How to create a java unit test for Flink SQL with nested field and watermark?

classic Classic list List threaded Threaded
4 messages Options
Reply | Threaded
Open this post in threaded view
|

How to create a java unit test for Flink SQL with nested field and watermark?

Svend
I'm trying to write java unit test for a Flink SQL application using Flink mini cluster, but I do not manage to create an input table with nested fields and time characteristics.

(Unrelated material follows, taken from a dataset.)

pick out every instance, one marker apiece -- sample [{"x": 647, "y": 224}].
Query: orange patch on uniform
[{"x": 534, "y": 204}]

I had a look at the documentation and examples below, although I'm still struggling:


Consider for example this simple expression that I want to test and which depends on the nested field "created.group_id" and expects "metricValue" to be the row time:


var createTableDDl = ""
        + " CREATE TEMPORARY VIEW postCreated10min                                      \n"
        + " AS                                                                          \n"
        + " SELECT                                                                      \n"
        + "   created.group_id as groupId,                                              \n"
        + "   TUMBLE_END(event_time, INTERVAL '10' MINUTES) as metricTime,              \n"
        + "   TUMBLE_ROWTIME(event_time, INTERVAL '10' MINUTES) as rowTime,             \n"
        + "   count(1) as metricValue                                                   \n"
        + " FROM post_events_kafka                                                      \n"
        + " GROUP BY                                                                    \n"
        + "   created.group_id,                                                         \n"
        + "   TUMBLE(event_time, INTERVAL '10' MINUTES)                                 \n";
tableEnv.executeSql(createTableDDl);


In a unit test, the following syntax allows me to create test input data with nested fields, but I have not found how to specify row time nor watermarks with this approach:


Table testTable = tableEnv.fromValues(
  DataTypes.ROW(
    DataTypes.FIELD("created",
      DataTypes.ROW(
        DataTypes.FIELD("group_id", DataTypes.STRING())
      )
    ),
    DataTypes.FIELD("event_time", DataTypes.TIMESTAMP(3))
  ),
 
  row(row("group123"), "2021-02-03 11:36:20"),
  row(row("group123"), "2021-02-03 11:38:20"),
  row(row("group123"), "2021-02-03 11:40:20")
);
tableEnv.createTemporaryView("post_events_kafka", testTable);


I have also tried the following syntax, which allows to specify watermark and row time, but I have not found how to create a nested field with this approach:


var testData = List.of(
  Tuple2.of("group123", Timestamp.valueOf("2021-02-03 11:36:20")),
  sTuple2.of("group123", Timestamp.valueOf("2021-02-03 11:38:20")),
  Tuple2.of("group123", Timestamp.valueOf("2021-02-03 11:40:20"))
);
var testStream = streamEnv
  .fromCollection(testData)
  .assignTimestampsAndWatermarks(WatermarkStrategy
  .<Tuple2<String, Timestamp>>forBoundedOutOfOrderness(Duration.ofMinutes(10))
  .withTimestampAssigner(
    TimestampAssignerSupplier.of((t2, t) -> t2.f1.getTime()))
  );
var testDataTable = tableEnv.fromDataStream(
  testStream,
  $("group_id"), $("true_as_of"), $("event_time").rowtime()
);
tableEnv.createTemporaryView("post_events_kafka", testDataTable);



What am I missing?
Reply | Threaded
Open this post in threaded view
|

Re: How to create a java unit test for Flink SQL with nested field and watermark?

Svend
I found an answer to my own question!

For future reference, the snipet below allows to create a SQL table with a nested field and a watermark and filled with hard-coded values, which is all I need in order to test SQL expressions.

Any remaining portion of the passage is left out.